I like a lot of 60’s music, like The Beatles and The Rolling Stones.
Favorite movies (non-martial arts)?
As far as action, I really like “Die Hard”, “Lethal Weapon”, “True Lies”, “Predator”, “48 Hours”, and the first two “Terminator” movies. I also like “The Naturals”, “The Godfather”, “Pulp Fiction” and a lot of Tarantino’s movies.
Epic actioners there! So, what would you say is your proudest accomplishment so far?
I’m really proud of my kids and being a father. I think John Lennon said that anything you accomplish, someone else could have done, but it’s your children that are completely unique to you.
So true!

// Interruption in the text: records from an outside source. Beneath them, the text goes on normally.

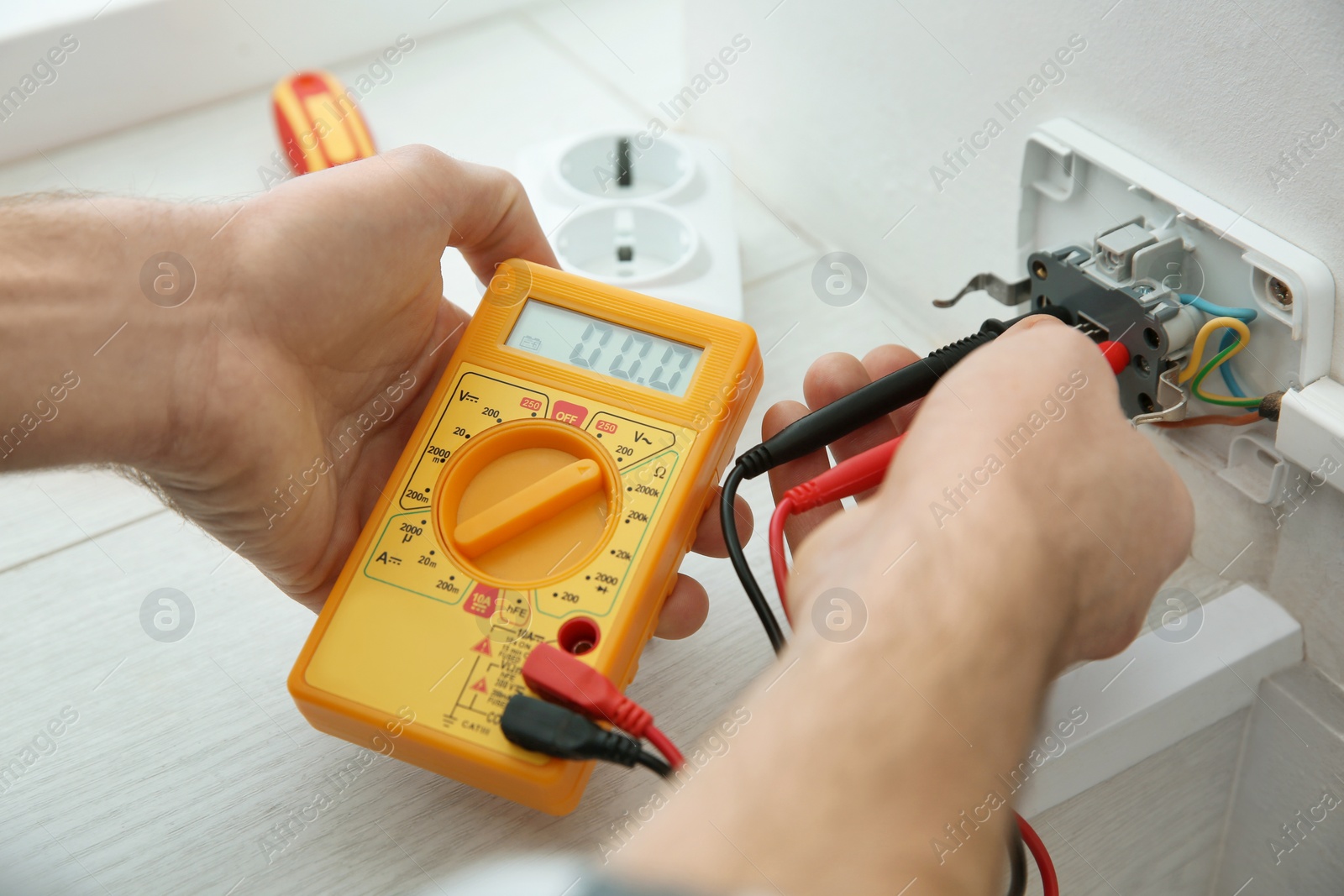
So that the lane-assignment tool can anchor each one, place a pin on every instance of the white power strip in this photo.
(651, 214)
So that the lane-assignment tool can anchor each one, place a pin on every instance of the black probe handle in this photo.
(882, 396)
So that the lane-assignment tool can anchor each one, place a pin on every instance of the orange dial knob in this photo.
(528, 503)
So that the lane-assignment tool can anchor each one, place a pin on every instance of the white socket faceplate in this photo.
(669, 234)
(1075, 186)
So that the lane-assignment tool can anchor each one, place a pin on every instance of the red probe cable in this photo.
(847, 479)
(566, 680)
(1048, 882)
(858, 474)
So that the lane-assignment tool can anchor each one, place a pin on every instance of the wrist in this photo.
(104, 329)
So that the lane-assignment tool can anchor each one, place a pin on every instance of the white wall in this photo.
(839, 110)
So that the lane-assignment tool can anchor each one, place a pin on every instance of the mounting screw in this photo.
(1280, 291)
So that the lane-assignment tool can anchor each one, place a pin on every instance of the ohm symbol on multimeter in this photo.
(561, 520)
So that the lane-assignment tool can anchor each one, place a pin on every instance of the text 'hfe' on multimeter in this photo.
(548, 496)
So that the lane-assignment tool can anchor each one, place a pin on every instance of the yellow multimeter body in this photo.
(549, 493)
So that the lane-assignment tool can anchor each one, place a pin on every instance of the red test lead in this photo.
(566, 680)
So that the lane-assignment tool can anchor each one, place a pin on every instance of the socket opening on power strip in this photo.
(622, 165)
(627, 244)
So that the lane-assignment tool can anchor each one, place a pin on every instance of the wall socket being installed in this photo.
(649, 214)
(1116, 241)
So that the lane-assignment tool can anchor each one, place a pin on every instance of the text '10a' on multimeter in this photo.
(548, 496)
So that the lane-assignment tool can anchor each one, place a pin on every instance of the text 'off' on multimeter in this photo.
(548, 496)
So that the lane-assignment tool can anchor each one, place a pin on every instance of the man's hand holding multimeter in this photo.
(324, 332)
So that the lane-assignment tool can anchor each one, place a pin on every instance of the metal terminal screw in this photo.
(1280, 291)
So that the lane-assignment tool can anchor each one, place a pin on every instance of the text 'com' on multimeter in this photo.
(548, 495)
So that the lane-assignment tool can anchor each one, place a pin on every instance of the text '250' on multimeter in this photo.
(548, 495)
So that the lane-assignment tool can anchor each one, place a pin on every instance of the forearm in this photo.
(92, 363)
(862, 754)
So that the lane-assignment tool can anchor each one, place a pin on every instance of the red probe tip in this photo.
(1116, 355)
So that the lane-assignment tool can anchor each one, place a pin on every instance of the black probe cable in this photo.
(1016, 862)
(826, 425)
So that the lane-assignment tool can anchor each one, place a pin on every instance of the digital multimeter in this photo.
(548, 495)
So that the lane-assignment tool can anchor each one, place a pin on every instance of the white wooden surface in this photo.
(183, 757)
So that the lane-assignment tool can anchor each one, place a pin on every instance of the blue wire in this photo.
(1245, 315)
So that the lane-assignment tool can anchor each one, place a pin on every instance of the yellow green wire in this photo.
(1209, 369)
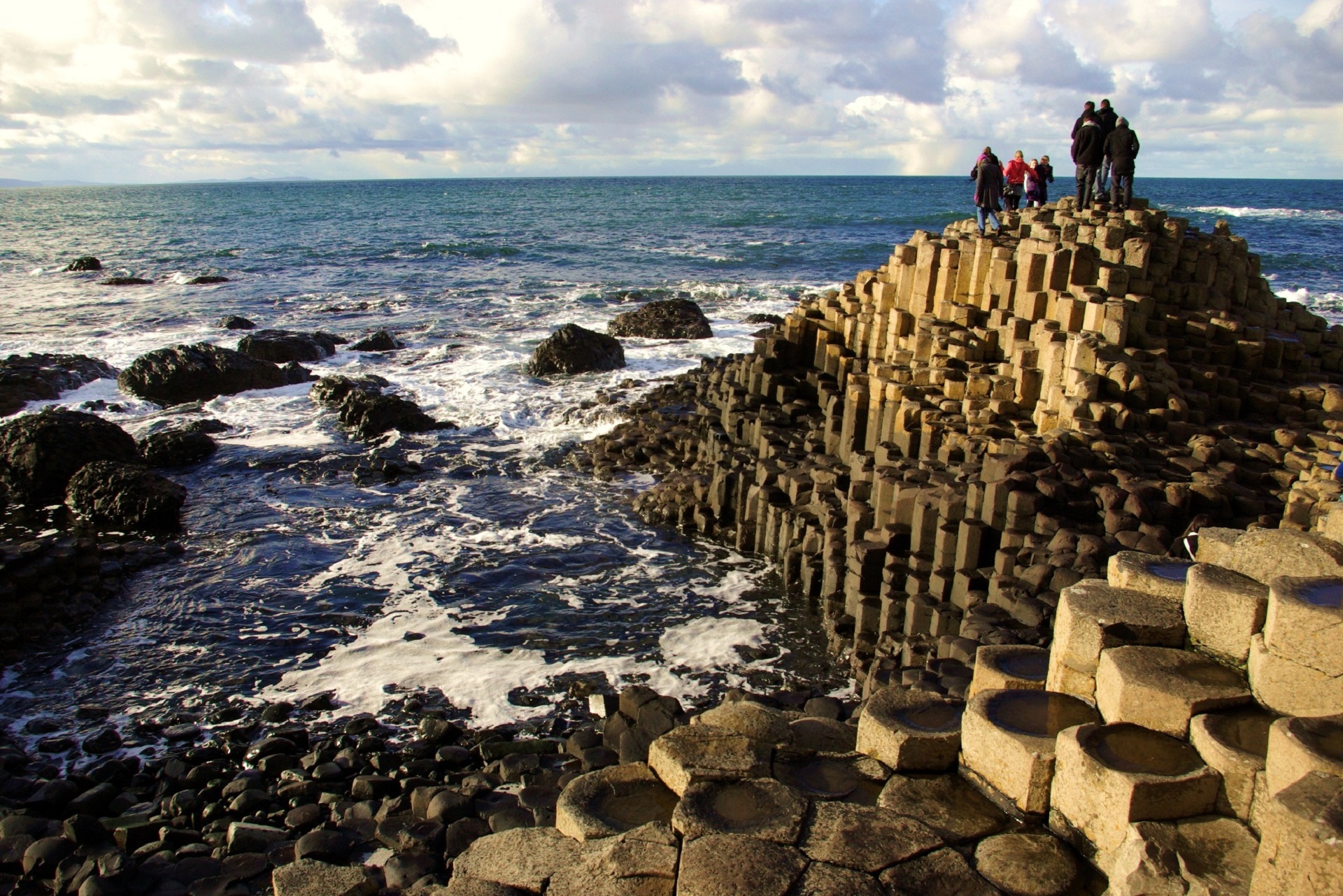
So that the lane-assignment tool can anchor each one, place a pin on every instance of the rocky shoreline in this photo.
(1064, 500)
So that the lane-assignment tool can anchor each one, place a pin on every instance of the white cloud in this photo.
(180, 89)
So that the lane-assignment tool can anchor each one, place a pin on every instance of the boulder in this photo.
(572, 350)
(198, 374)
(122, 496)
(379, 341)
(669, 319)
(176, 448)
(34, 378)
(281, 346)
(367, 413)
(39, 453)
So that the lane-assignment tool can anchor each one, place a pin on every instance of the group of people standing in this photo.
(1104, 148)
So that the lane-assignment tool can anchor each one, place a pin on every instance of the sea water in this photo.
(502, 576)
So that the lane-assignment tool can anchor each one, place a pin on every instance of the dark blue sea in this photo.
(523, 575)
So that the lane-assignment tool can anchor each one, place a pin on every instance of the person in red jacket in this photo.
(1014, 179)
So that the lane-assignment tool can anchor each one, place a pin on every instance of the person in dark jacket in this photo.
(1088, 109)
(1108, 118)
(1088, 152)
(1122, 150)
(989, 185)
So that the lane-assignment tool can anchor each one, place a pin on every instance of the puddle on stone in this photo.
(1128, 747)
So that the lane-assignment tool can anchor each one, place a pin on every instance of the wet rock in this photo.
(281, 346)
(36, 378)
(572, 350)
(669, 319)
(176, 448)
(198, 374)
(121, 496)
(379, 341)
(39, 453)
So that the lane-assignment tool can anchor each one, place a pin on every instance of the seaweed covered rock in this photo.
(124, 496)
(574, 350)
(281, 346)
(669, 319)
(34, 378)
(379, 341)
(41, 452)
(198, 374)
(176, 448)
(366, 411)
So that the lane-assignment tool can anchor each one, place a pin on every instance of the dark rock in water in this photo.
(296, 372)
(367, 413)
(197, 374)
(669, 319)
(34, 378)
(572, 350)
(176, 448)
(39, 453)
(379, 341)
(121, 496)
(281, 346)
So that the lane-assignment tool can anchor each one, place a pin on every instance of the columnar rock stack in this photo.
(941, 448)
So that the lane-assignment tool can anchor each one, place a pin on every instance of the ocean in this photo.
(502, 575)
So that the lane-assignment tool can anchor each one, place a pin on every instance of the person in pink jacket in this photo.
(1014, 178)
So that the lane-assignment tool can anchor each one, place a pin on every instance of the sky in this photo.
(167, 90)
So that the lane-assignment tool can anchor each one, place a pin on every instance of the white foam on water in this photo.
(1245, 211)
(711, 642)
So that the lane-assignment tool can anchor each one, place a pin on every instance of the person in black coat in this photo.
(1122, 150)
(1088, 153)
(1108, 118)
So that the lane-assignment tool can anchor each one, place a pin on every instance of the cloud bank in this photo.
(155, 90)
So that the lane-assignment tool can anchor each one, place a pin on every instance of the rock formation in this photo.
(667, 319)
(572, 350)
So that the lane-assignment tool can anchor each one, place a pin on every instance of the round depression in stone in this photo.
(1244, 730)
(1039, 713)
(1169, 570)
(937, 718)
(1132, 748)
(1030, 665)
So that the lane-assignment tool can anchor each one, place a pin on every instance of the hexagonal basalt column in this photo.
(1224, 610)
(613, 801)
(1150, 574)
(1162, 690)
(1009, 667)
(1305, 623)
(705, 753)
(1007, 741)
(1296, 747)
(1093, 617)
(1302, 840)
(1235, 744)
(1109, 776)
(911, 730)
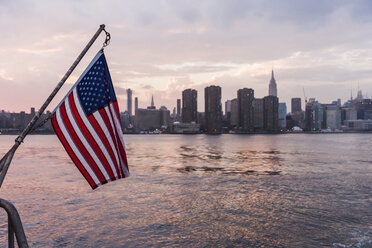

Speaking of entertainers, what advice would you give to martial artists who aspire to work in the film or burgeoning television industry?
You’ve just got to have a lot of discipline and give it your all, just like in martial arts. It’s funny, because I actually have given that kind of advice to people, one of the best examples being R. Marcos Taylor.
When he was first starting out, he contacted me and told me he wanted to get into the business. So we met up one day, and I took him through all the ins and outs of it, and he’s been in two movies with me now, “The Martial Arts Kid” and “Paying Mr. McGetty”. Not only that, he would of course also go on to play Suge Knight in “Straight Outta Compton”!
Wise advice à la Chuck Norris to you. Well, Don, as we prepare to wrap up here, what final words would you like to share with KFK readers and your fans around the world?
I just want to send out my thanks to everyone who’s followed my work over the years.
Superb. Thank you so much for the pleasure of this interview, Don. It’s been an honor and a privilege!
Thanks Brad. It’s been my pleasure to talk with Kung Fu Kingdom!